Life

Bloomsbury USA

The Book That Captures My Daughter's Best Friendship

Reading a book 200 times is a surefire way to find out whether you love it or want to throw its rhyming llama couplets into the diaper pail. Children's books especially do a tricky dance for an audience of squinty-eyed parents and wide-eyed tots: the best ones, like a syringe of infant-suspension Tylenol, have a little something for the parent at the end. These are the ones we are celebrating in This Book Belongs To — the books that send us back to the days of our own footed pajamas, and make us feel only half-exhausted when our tiny overlords ask to read them one more time.

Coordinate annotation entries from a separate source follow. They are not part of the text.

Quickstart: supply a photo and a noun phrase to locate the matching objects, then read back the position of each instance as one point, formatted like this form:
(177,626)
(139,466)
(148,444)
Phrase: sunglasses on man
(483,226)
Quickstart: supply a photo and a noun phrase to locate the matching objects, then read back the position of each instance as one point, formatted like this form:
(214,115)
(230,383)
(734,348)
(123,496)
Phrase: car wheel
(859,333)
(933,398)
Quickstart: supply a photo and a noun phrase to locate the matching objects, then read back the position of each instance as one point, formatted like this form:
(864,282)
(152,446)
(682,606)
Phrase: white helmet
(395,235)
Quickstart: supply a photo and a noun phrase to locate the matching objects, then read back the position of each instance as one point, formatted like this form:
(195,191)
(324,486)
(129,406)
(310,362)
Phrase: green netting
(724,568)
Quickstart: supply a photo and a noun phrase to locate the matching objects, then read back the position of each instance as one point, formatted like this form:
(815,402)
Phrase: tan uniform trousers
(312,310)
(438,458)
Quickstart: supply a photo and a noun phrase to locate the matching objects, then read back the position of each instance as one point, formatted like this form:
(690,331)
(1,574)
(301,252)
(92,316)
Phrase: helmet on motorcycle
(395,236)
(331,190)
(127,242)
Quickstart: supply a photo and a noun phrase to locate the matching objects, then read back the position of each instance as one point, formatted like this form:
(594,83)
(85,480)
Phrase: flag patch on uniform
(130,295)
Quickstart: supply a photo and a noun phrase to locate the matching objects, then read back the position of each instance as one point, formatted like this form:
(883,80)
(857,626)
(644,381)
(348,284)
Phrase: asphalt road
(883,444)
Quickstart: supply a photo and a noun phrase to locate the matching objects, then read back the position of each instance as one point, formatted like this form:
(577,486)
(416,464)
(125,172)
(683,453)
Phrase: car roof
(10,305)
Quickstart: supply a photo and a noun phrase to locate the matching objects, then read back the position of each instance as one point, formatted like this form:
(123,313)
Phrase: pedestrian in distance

Admittedly, I get a little more emotional than most people about a good picture book, but there is one book that I read recently that had me drying my eyes repeatedly. The book is Be A Friend by Salina Yoon, and while I think any parent and child will appreciate the art and the underlying message of the story, it has a special meaning for my 4-year-old daughter and her best friendship.

I was instantly charmed by the main character, Dennis. He's a little boy who communicates in a unique way: he's a mime. He wears makeup and a costume. He doesn't talk. He is different from all the kids in his class. I love characters who march to their own beat. But the things that make Dennis so interesting and unique also make him feel apart. And feeling different is lonely.

But Dennis finds a friend. Joy catches the invisible ball that Dennis throws. Dennis and Joy don't need to talk to each other to understand each other or to have loads of fun. When I read this to my daughter, she loved the illustrations. The way Yoon draws Dennis's imagined objects with red dashed lines is fun. "You can see the invisible boat!" my daughter said. My daughter also really understood Dennis and Joy's friendship, because her best friend is deaf.

As my daughter has gotten older, she's more aware of her friend's deafness. She's learned to wave her hand if she wants her friend's attention.

My daughter and her best friend have a really special friendship. They are peas in a pod. As a parent, I get a lot of joy hearing my daughter totally lose herself in a fit of giggles. The girls have known each other for about a year and a half, since they were both newly 3. My daughter goes to a preschool program for deaf and hard-of-hearing students. She's hearing, but she is a "peer model." Along with learning all the normal preschool stuff — shapes and colors and how to sit during circle time — my daughter is learning cued speech, a modality of communication where you visually show the sounds you are making through hand shapes and positions. She and her best friend do cue with each other. But even when they don't, it doesn't stop them from having the best time together.

courtesy of Olivia Hinebaugh

Like Dennis and Joy in Be A Friend, the girls laugh a lot. There's a lot of pointing. There's a lot of silly cueing (with their hands backwards or in positions that you don't use cueing). They hug each other. A lot. As my daughter has gotten older, she's more aware of her friend's deafness. She's learned to wave her hand if she wants her friend's attention. She knows that most of her friends wear some sort of hearing aid. She's learned that if she wants her friend to know what she's saying, she's going to have to cue.

There are also things about her friend that my daughter has never had to learn, because they are true of all children. My daughter and her friend want to have fun. They want friends. They want to laugh. They want to belong. They want to learn in school. They want just one more push on the swing. They are just like Dennis and Joy. They understand each other even when one of them doesn't speak.

Be A Friend captures all of this. It teaches you that some kids might just be a little different from you, but deep down, they all want to be understood. They want people to accept them for exactly who they are. Sure, my daughter and I got something extra out of the story, but I think everyone will relate to it.

One of the first things I did with my copy of Be A Friend was to share it with the mom of my daughter's best friend. I'm pretty sure she had to dry her eyes, too. There are a million ways kids communicate. Some talk. Some don't. Some cue or sign. Some are mimes. But they all want to have fun. And all parents want to hear those peals of unrestrained laughter.